Example 5: Equation of normal at the point with parameter $\alpha=\frac{\pi}{3}$ on the circle $x^2+y^2=4$ is ?
1) $y=\sqrt{3} x$
2) $y=-\sqrt{3} x$
3) $y=x$
4) None of these

Solution

The point is

$(a \cos \theta, a \sin \theta)=\left(2 \cos \left(\frac{\pi}{3}\right), 2 \sin \left(\frac{\pi}{3}\right)\right)=(1, \sqrt{3})$
Centre of the circle is $(0,0)$So the normal is the line passing through $(0,0)$ and $(1, \sqrt{3})$
Equation of normal

$\begin{aligned}
& (y-0)=\frac{\sqrt{3}-0}{1-0}(x-0) \\
& y=\sqrt{3} x
\end{aligned}$
Hence the answer is the option (1)]

Summary

The equation of the normal to a circle is a critical concept in geometry that provides insights into the spatial relationships involving circles and lines.

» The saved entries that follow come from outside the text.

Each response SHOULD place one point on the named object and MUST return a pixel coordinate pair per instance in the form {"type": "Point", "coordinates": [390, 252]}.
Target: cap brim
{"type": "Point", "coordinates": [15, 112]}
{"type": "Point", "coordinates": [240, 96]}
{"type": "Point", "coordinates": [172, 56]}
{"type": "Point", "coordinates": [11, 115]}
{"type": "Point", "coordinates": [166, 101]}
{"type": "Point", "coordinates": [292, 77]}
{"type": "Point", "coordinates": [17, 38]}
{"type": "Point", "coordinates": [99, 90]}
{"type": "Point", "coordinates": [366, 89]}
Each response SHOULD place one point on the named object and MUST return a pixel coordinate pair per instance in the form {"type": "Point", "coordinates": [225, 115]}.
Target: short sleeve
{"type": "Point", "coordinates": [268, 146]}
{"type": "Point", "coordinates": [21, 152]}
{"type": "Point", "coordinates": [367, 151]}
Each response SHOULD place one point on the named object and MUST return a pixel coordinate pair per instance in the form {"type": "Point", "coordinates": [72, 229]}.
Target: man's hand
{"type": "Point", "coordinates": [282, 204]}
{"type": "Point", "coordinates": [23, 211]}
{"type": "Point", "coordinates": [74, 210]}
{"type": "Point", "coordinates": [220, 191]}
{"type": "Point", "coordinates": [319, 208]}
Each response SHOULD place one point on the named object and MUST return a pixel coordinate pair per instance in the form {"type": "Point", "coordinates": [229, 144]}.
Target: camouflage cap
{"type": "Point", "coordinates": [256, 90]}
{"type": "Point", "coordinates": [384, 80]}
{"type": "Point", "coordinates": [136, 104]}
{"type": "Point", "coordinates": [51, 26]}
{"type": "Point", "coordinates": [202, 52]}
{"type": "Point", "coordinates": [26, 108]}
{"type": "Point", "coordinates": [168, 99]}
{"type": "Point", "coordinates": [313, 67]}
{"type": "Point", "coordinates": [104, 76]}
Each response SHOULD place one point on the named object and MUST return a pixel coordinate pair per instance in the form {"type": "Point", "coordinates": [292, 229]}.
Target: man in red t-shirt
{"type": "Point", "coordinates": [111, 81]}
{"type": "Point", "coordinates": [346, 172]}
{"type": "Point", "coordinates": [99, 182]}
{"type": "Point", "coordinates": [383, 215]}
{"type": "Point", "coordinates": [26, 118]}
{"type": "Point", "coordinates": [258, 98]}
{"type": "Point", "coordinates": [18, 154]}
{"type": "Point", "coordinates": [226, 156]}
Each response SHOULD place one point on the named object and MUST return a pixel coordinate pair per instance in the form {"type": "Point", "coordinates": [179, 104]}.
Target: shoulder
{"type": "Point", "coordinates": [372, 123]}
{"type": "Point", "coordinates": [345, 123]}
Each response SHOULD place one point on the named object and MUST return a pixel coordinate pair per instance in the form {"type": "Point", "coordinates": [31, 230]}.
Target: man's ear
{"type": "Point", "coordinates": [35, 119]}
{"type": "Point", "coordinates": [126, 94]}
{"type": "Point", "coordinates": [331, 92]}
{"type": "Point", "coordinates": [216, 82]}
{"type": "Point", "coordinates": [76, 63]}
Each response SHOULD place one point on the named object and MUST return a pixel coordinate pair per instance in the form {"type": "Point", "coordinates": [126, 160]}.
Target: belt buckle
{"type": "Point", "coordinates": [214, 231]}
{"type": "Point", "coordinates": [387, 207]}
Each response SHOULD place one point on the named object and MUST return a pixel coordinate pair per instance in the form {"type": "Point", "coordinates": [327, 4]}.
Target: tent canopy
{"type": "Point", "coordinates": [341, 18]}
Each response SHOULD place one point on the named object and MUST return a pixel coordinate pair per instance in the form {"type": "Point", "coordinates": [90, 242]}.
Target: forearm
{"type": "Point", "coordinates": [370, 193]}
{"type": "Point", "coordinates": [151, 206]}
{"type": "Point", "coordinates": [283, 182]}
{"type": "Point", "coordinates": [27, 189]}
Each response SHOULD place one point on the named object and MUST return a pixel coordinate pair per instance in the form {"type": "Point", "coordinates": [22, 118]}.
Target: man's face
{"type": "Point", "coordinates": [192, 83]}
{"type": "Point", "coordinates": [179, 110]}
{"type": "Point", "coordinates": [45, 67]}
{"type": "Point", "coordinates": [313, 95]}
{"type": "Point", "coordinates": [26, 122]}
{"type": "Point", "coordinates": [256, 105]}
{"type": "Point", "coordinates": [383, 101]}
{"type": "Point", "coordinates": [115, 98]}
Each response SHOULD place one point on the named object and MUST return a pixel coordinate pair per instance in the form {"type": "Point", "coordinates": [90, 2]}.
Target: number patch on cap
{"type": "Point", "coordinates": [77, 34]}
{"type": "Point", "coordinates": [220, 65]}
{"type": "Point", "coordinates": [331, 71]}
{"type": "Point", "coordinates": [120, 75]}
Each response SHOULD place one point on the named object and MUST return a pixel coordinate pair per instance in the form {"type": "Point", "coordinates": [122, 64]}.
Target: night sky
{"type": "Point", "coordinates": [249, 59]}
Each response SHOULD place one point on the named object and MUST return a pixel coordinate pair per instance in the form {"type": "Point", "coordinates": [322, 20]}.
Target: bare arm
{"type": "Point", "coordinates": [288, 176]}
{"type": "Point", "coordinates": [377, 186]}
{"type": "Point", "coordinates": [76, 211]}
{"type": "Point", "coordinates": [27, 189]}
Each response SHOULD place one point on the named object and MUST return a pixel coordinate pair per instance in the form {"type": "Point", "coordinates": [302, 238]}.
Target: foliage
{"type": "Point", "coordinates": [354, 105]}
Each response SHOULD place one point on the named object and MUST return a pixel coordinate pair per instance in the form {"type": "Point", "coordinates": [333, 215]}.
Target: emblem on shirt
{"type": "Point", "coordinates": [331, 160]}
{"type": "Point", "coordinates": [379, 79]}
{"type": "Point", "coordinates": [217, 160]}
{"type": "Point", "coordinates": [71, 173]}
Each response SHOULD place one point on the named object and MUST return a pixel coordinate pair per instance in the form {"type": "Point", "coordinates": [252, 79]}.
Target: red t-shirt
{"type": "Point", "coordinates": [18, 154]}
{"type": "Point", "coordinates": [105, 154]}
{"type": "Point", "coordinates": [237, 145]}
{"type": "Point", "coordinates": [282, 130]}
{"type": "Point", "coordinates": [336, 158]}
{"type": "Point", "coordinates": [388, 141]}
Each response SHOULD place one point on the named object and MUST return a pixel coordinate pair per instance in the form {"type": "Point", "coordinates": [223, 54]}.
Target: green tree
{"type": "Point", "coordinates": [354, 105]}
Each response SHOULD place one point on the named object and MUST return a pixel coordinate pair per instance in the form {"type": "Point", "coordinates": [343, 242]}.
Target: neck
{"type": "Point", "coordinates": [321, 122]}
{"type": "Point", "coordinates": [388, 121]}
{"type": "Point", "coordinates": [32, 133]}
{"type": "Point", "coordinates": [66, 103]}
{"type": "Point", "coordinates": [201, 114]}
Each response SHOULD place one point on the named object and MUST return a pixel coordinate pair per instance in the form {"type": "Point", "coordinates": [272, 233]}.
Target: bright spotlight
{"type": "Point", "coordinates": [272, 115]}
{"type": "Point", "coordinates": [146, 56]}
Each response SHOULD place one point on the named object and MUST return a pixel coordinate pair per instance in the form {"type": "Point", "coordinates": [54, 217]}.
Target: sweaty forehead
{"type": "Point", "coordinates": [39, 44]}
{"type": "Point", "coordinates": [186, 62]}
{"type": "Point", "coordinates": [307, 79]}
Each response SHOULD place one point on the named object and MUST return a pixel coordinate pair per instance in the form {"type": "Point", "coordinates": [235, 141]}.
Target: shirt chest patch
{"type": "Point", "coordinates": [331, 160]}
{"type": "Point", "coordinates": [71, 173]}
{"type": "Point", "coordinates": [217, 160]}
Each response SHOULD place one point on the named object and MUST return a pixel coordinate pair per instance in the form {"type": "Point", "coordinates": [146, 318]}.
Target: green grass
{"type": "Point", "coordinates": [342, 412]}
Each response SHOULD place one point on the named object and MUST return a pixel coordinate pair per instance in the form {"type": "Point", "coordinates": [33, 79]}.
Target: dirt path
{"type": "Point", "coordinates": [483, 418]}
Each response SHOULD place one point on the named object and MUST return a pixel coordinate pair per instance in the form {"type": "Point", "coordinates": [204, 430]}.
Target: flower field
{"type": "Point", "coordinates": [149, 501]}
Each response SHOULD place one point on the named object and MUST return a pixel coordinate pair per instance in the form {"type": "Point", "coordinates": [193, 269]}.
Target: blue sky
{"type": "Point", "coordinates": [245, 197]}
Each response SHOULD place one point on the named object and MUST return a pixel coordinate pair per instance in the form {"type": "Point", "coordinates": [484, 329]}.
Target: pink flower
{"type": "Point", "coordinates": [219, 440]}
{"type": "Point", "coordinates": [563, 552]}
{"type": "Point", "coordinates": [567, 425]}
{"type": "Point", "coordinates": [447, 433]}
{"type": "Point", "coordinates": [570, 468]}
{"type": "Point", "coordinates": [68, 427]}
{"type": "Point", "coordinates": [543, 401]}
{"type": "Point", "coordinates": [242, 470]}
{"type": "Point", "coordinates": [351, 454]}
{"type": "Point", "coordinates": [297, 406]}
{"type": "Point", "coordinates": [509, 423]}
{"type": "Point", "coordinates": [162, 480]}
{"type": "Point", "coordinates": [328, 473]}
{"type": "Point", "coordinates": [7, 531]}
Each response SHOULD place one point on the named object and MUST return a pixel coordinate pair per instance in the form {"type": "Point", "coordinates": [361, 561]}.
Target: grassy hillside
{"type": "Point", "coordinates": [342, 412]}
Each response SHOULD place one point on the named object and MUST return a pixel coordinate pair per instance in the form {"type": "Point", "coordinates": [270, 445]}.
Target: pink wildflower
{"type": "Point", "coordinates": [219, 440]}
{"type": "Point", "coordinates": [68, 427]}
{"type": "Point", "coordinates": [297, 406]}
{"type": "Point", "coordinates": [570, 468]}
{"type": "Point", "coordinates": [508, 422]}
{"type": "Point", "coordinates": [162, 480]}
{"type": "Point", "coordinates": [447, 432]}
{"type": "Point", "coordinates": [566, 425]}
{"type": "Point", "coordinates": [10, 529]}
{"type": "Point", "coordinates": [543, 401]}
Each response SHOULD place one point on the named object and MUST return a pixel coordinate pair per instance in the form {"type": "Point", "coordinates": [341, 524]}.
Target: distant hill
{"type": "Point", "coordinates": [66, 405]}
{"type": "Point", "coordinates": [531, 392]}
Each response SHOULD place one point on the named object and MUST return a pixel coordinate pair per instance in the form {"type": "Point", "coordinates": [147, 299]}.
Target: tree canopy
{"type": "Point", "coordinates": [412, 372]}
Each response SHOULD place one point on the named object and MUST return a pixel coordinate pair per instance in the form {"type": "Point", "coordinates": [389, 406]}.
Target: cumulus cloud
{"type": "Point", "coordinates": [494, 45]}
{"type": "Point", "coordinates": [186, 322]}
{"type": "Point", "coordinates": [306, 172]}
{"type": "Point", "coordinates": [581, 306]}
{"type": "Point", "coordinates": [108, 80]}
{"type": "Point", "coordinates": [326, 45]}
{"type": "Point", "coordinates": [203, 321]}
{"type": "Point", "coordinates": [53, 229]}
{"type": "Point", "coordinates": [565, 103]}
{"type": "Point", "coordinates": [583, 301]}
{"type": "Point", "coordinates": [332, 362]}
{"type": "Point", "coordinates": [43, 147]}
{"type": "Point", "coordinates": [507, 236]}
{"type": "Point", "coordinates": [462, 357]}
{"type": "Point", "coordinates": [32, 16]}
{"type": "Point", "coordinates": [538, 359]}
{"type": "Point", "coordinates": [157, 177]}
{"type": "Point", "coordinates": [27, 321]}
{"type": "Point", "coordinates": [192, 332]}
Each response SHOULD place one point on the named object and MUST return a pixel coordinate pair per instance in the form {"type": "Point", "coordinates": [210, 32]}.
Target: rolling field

By understanding how to derive and use the normal's equation, one can effectively solve various geometric problems and apply these concepts in fields such as computer graphics, engineering, and optimization. Mastery of these methods enhances one's ability to analyze and utilize geometric properties in both theoretical and practical applications.